The tropical heat is building and the watering holes are crowded. There’s an undercurrent of sniping between the permanent residents and migrators competing for food and space. Many of the migrators are donning their finest garb in preparation of the trip north, hoping to find a mate, build a nest, and raise a family. The older crowd is also anxious to return to the land of their roots, renew friendships, and enjoy the cooler breezes. For them the trip is more strenuous but also a highly anticipated yearly event. The full time residents left behind are anxious for them all to leave, no matter the reason.
We’re both observers and participants in the great spring migration. The crest of both the songbird and human waves have already passed us by in south Florida, but we plan to join in and catch up this week.
So often we search out the remote birding sites, but reliable sources alerted us to a passerine fall-out in the heart of downtown Naples. “Just go to Cambier Park, find the stage, and nearby you’ll se a blooming bottle-brush tree full of birds, with smiling birders positioned below”.
This was great birding for old bones–I only wish I had brought a chair. Just find some shade, adjust your camera settings, aim upward and shoot. The only obstacles were “warbler neck”, the speed of the hyperactive birds, and an obnoxious Northern Mockingbird who was openly hostile to the more photogenic migrators passing through.

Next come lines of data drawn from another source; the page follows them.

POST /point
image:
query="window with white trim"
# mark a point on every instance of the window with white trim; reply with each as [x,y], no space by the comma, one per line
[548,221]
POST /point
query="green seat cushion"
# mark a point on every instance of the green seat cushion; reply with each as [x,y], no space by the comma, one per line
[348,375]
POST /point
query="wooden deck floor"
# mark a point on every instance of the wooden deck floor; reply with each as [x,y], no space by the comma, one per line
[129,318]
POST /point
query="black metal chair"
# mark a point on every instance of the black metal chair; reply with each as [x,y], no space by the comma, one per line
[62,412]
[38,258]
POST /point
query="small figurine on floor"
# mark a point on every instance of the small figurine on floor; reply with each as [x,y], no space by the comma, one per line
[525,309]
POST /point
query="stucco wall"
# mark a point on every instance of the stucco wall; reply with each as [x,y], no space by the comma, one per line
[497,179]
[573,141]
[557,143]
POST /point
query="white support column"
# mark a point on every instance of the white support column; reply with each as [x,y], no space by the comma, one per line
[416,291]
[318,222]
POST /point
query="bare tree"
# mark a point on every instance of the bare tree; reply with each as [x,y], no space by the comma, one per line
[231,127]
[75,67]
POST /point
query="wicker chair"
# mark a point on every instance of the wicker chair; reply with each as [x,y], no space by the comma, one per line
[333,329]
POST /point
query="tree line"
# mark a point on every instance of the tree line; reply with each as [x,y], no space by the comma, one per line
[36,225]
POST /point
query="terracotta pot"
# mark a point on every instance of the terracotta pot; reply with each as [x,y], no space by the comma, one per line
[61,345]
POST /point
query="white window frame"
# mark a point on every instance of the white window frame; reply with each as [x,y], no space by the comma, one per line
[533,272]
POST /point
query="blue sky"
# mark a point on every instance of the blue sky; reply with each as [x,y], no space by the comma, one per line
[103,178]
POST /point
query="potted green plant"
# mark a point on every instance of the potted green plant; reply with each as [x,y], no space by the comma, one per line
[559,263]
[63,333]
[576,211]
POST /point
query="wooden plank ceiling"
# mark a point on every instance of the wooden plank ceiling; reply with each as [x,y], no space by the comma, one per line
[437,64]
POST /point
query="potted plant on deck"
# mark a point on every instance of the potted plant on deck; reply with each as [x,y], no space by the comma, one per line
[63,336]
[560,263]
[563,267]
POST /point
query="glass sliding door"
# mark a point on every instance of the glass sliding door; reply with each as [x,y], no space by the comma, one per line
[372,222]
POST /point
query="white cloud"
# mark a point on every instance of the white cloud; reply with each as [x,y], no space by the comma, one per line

The Cape May Warblers were the most numerous birds, along with a good showing of Prothonotary Warblers, Indigo Buntings, and Orchard Orioles. Fewer Black-and-white, Blackpoll, and Black-throated Blue Warblers were also seen. Throw in an occasional Northern Parula, Ruby-throated Hummingbird, Black-whiskered Vireo, Chimney Swift, and a flock of Cedar Waxwings and you have a very productive tree and day.
Somehow I had never seen a Cape May Warbler prior to this day; it was a nemesis bird no longer. Although first described by Alexander Wilson at Cape May, New Jersey in the early 19th century, it was not reported there again for 100 years; but the name has stuck. This interesting bird winters in the West Indies and briefly stops here on the way north. It has a unique curved tubular tongue for feeding on nectar in the tropics. Up north it breeds in the forests of the United States and southern Canada and nests almost exclusively in spruce trees, feeding on spruce bud worms. Populations and success of the bird varies proportionally with abundance of this worm.
We also visited the famous Corkscrew Swamp Sanctuary to check on the spring migration there. It’s my great fortune to have the knowledgeable Corkscrew guides, Nancy and Don, as neighbors in Naples. They were on duty that day and reported that the colorful male Painted Buntings had already left but a few females still lingered.
The sanctuary was relatively quiet for songbirds, but they encouraged us to check out the ponds. It has been a dry winter and spring in south Florida and the cypress swamp was unusually arid. All the remaining water was in a few shrinking water holes, concentrating the fish, alligators, and wading birds together, not entirely peacefully.
You heard the guttural sounds of the waders and uhhs and ahhs of the spectator crowd, even from a great distance. The boardwalk was packed with observers, fixated on the spectacle of life and death on the pond. It reminded me of the childhood “Wild Kingdom” television shows of the Serengeti Plains of Africa and its watering holes, with wildebeest, zebras, giraffes, and others risking life and limb for a drink as lions skulked nearby.
At Corkscrew the concentrated jumping fish had no where to escape, and the opportunistic wading birds were reaping the reward; that is as long as they could dodge the gators who were the “lions” of this scene at the top of the food chain. The prowling gator’s only dilemma was whether to grab a fish or sneak up on a distracted bird for a larger feathery meal. There must have been 100 or more storks, herons, egrets, anhingas, and spoonbills at the feeding frenzy. As Andy said, “It’s a bad day to be a fish”.
Whereas the migration of birds has occurred for millions of years, migrating human snowbirds to and from Florida is a relatively new phenomena. In 1902 25 year-old Willis Carrier of Buffalo, New York invented the first “modern” air conditioner. I doubt that the massive population growth of Florida and the South could have taken place without AC. Even with it, Easter seems to be the signal commencing the human migration to the north.
The wide boulevards, 8-lane highways, and glass and concrete high-rises now seem empty. There are no longer lines at the best restaurants and theaters, and you can make it through an intersection with one turn of the light. It’s almost eerie. The infrastructure here is built to accommodate the huge population of winter and not for the fewer year-round residents.
I visited the flowering bottle brush tree in Cambier Park one last time. It was now quiet. The itinerant migrators had all moved on and even the Mockingbird seemed more relaxed. The resident birds had once again reclaimed their territories and until next fall, all was well.